But we sailed into it, stamping and kicking and driving it back from the brush.
"Wet your blanket, Jed," I ordered, "while we fight."
A creek was near, luckily; Jed wet his blanket, and we each in turn wet our blankets; and swiping with the rolls we smashed the line of fire right and left, and had it out in just a few minutes.
Now a big blackened space was left, like a blot; and the burning and our trampling about had destroyed most of the sign. But we must learn what had happened. We got busy again.
We picked up the cow-path, back in the gulch, and found that the burros had followed it this far. We found where the burros had been grazing and standing, in the brush, near the burned area, and we found where horses had been standing, too! We found fish-bones, and coffee-grounds dumped from the little bag they had been boiled in, and a path had been worn to the creek. We found in the timber and brush near by other sign, but we missed the second warning sign. However, where the fire had not reached, on the edge of the park, we found several pieces of rope, cut, lying together, and in a soft spot of the turf here we found the hob-nail prints of the Elk Patrol! By ashes we found where the main camp-fire had been, and we found where a second smaller camp-fire had been, at the edge of the park, and prints of shoes worn through in the left sole—the shoes of the beaver man! We found a tin plate and fork, by the big camp-fire, and wrapped in a piece of canvas in a spruce was a hunk of bacon. By circling we found an out-going trail of horses and burros. We found the out-going trail of the beaver man—or of a single horse, anyway, but no shoe prints with it. But looking hard we found Scout sole prints in the horse and burro trail.
By this time it was growing dusk, and Jed Smith was sick because he had drunk too much water out of the creek, when he was tired and hot and hungry. So we decided to stay here for the night. From the signs we figured out what might have happened:
According to the tracks, the burro thieves had joined with this camp. Our fellows had sighted the burro thieves, back where the "Look out" sign had been made, and had circuited the draw so as to keep out of sight themselves, and had taken the trail again on the ridge. They had followed along that cow-path, and had been ambushed. The cut ropes showed that they had been tied. This camp had been here for two or three days, because of the path worn to the creek and because of the coffee grounds and the fish bones and the other sign. It was a dirty camp, too, and with its unsanitary arrangements and cigarette butts and tobacco juice was such a camp as would be made by that town gang. The sign of the cut ropes looked like the town gang, too. The camp must have broken up in a hurry, and moved out quick, by the things that were forgotten. Campers don't forget bacon, very often. The cut ropes would show haste, and we might have thought that the Scout prisoners had escaped, if we hadn't found their sole prints with the out-going trail. These prints had been stepped on by burros, showing that the burros followed behind. What the beaver man was doing here we could not tell.

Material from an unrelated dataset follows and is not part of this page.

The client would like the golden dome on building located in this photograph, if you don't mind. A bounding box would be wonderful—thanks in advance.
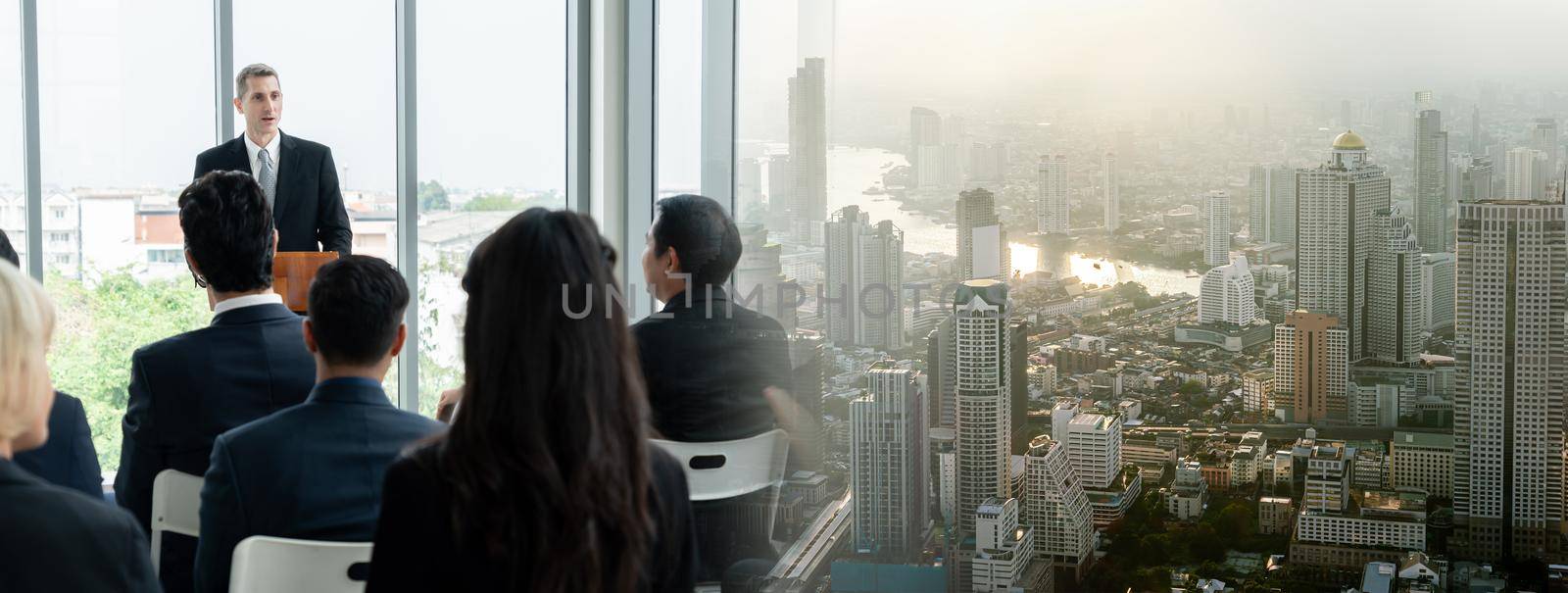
[1335,130,1367,151]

So we guessed pretty near, I think.
Little Jed Smith had a splitting headache, from heat and work and water-drinking. His tongue looked all right, so I decided it was just tiredness and stomach. One of the blankets was dry; we wrapped him up and let him lie quiet, with a wet handkerchief on his eyes, and I gave him a dose of aconite, for fever. (Note 51.)
At this time, we know now, General Ashley and Thomas Fitzpatrick were being hustled along one trail, captives to the gang; the beaver man was on a second trail, with our message; and Jim Bridger was on his lone scout in another direction, and just about to make a camp-fire with his hob-nails and a flint.